Although mortality is an important outcome of perinatal stroke, no deaths were recorded in our cohort. However, the retrospective nature of this study may have led to incomplete data on mortality, and future research should address this critical outcome.

There were discrepancies between our results and those of earlier studies, which could be attributed to our small sample size or differences in cultural and demographic factors.

This study has several limitations. The retrospective design and dependence on medical records may have resulted in missing or incomplete data. Furthermore, the single-center nature of the study and relatively small sample size restrict the generalizability of the findings. The limited follow-up period may also have led to an underestimation of the true incidence of epilepsy and other long-term outcomes. Additionally, the reliance on hospital-based patient identification introduces potential selection bias, as it likely over represents more severe cases requiring specialized care or hospitalization. Consequently, this cohort may not accurately reflect the general population, potentially overlooking milder or undiagnosed cases of perinatal stroke.

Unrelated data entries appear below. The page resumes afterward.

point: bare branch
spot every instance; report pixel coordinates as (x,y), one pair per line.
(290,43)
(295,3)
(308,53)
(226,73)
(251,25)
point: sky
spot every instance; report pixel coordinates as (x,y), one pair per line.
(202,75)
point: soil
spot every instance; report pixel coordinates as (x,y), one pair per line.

Despite these limitations, our study contributes to the existing literature by providing a detailed assessment of the incidence of epilepsy, seizure onset, and cognitive function among patients with perinatal stroke. Furthermore, the use of standardised assessment tools, including the Stanford–Binet test, enhances the validity of our neurodevelopmental evaluations. Additionally, our study addresses a gap in the literature by focusing on a local population in Saudi Arabia, and thus provides valuable insights into the epidemiology and clinical characteristics of perinatal stroke in this region.